As a guest of the Charlotte Rotary Club Charlotte Mayor Tim Lewis gave his first State of the City address Tuesday, April 4, and identified several aspects that make Charlotte a great city.
“You belong to a great group here,” Lewis told Rotary members. “You live in a great community, and there is a great future ahead.”
Lewis’ address summarized many of the positive impacts made within the city over the course of the last year by a number of organizations, not just city government. He also identified opportunities and challenges that have faced council.
“A great city works on the tough issues the public wants to see addressed,” Lewis said.
He identified the city’s ongoing efforts to rehabilitate streets, calm downtown semi-truck traffic and reconstruct city parking lots as areas of priority for city council. He said the city’s five-year street improvement plan will put an estimated $7 million into street rehabilitation and reconstruction.
He added that he remains optimistic the city will be able to work with the Michigan Department of Transportation to calm semi traffic downtown.
“I think this is the opportunity for the city if we are going to have one,” Lewis said. “The governor wants Charlotte to succeed. We’re saying we need change downtown to make that happen … We’re step-by-step on this. I don’t want to be too optimistic, but I’m very optimistic.”
Lewis said a great city needs the right people in administrative positions, adding that believes Charlotte has that.
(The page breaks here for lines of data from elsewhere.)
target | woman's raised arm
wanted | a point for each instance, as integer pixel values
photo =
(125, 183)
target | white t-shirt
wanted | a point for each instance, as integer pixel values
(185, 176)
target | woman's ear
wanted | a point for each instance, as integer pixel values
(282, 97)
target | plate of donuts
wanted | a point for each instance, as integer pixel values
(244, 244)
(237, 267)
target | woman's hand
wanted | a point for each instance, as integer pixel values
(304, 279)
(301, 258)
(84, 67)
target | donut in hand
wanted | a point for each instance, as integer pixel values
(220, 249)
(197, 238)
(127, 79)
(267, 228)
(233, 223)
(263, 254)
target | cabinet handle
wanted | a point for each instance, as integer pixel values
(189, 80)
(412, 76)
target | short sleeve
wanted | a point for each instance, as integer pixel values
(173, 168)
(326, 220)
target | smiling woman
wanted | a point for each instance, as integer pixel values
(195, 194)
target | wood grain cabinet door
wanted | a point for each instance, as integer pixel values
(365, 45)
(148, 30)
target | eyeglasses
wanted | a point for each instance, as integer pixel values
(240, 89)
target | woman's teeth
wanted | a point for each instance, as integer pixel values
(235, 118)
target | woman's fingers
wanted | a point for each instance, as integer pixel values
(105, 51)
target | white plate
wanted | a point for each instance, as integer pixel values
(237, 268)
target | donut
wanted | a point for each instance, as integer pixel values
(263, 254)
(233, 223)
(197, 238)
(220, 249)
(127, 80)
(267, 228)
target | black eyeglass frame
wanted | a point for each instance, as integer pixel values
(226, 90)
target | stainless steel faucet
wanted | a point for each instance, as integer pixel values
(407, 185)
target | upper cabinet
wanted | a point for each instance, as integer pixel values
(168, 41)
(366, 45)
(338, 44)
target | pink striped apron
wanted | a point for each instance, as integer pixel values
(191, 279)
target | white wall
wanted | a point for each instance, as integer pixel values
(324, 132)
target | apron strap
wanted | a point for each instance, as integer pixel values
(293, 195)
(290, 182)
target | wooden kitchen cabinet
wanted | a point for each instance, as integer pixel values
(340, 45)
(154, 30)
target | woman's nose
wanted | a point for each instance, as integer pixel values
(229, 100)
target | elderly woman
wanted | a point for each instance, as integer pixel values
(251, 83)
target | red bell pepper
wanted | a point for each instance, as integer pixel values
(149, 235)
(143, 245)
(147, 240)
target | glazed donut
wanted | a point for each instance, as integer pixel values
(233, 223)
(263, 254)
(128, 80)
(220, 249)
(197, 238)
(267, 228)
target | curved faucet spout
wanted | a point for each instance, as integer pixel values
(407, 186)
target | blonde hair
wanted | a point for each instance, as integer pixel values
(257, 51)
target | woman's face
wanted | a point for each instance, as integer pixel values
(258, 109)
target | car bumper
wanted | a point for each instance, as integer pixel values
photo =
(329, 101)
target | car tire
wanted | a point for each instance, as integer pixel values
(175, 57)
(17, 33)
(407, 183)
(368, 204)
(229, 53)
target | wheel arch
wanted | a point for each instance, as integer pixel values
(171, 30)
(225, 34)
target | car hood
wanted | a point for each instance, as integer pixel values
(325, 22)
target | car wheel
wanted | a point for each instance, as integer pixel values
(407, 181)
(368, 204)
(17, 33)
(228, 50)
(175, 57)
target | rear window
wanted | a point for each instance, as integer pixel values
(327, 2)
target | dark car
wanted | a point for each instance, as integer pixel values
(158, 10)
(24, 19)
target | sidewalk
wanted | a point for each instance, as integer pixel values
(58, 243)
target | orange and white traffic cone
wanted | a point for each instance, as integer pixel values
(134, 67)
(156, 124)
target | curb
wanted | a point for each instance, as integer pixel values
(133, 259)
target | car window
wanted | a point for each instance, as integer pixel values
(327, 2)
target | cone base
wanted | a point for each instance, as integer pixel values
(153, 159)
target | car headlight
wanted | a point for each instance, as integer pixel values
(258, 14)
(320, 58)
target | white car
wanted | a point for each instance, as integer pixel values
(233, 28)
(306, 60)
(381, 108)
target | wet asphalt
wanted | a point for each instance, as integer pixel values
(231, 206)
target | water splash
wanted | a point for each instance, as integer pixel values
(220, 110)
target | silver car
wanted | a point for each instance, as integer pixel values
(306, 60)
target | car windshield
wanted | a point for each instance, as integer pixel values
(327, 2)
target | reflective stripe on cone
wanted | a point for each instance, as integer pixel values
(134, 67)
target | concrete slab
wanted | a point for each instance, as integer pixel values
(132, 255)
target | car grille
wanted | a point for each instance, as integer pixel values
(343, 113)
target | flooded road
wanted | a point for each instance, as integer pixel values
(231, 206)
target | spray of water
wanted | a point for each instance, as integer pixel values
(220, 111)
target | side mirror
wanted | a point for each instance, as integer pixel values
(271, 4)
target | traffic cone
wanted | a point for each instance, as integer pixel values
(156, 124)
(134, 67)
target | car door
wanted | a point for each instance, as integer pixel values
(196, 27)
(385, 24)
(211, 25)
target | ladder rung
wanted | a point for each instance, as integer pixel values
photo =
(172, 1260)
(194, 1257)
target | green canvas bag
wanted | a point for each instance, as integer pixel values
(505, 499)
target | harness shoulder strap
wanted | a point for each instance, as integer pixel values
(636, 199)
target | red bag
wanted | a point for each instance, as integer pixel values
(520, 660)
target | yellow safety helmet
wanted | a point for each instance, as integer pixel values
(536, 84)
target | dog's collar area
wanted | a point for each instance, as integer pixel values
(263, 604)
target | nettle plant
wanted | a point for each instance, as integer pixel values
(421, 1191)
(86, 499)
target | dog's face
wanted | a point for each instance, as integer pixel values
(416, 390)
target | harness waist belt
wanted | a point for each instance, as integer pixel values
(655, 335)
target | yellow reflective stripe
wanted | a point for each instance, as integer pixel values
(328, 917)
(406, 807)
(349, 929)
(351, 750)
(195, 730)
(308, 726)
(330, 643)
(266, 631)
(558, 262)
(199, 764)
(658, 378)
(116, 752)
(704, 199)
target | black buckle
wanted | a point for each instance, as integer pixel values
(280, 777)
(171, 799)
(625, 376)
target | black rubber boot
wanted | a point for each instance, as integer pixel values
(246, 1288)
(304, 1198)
He said a great city needs great facilities, and pointed to AL!VE, the Charlotte Performing Arts Center, Courthouse Square, and a number of other locations as examples.
Lewis said a great community has fun community events, pointing to Charlotte Frontier Days, Celebrate Charlotte, the Michigan Nordic Fire Festival as prime examples of events that make Charlotte a great city.
Lewis also talked about the recent development taking place in Charlotte — $7 million project at Parkside Condos; $10 million project at the old junior high; $2 million invested in the old chair factory property; proposed $8 million investment at the former IGA building; $2 million investment in the former Christensen’s Furniture Building; $1 million investment in The Dolson Restaurant; and $500,000 investment in the Masonic Temple.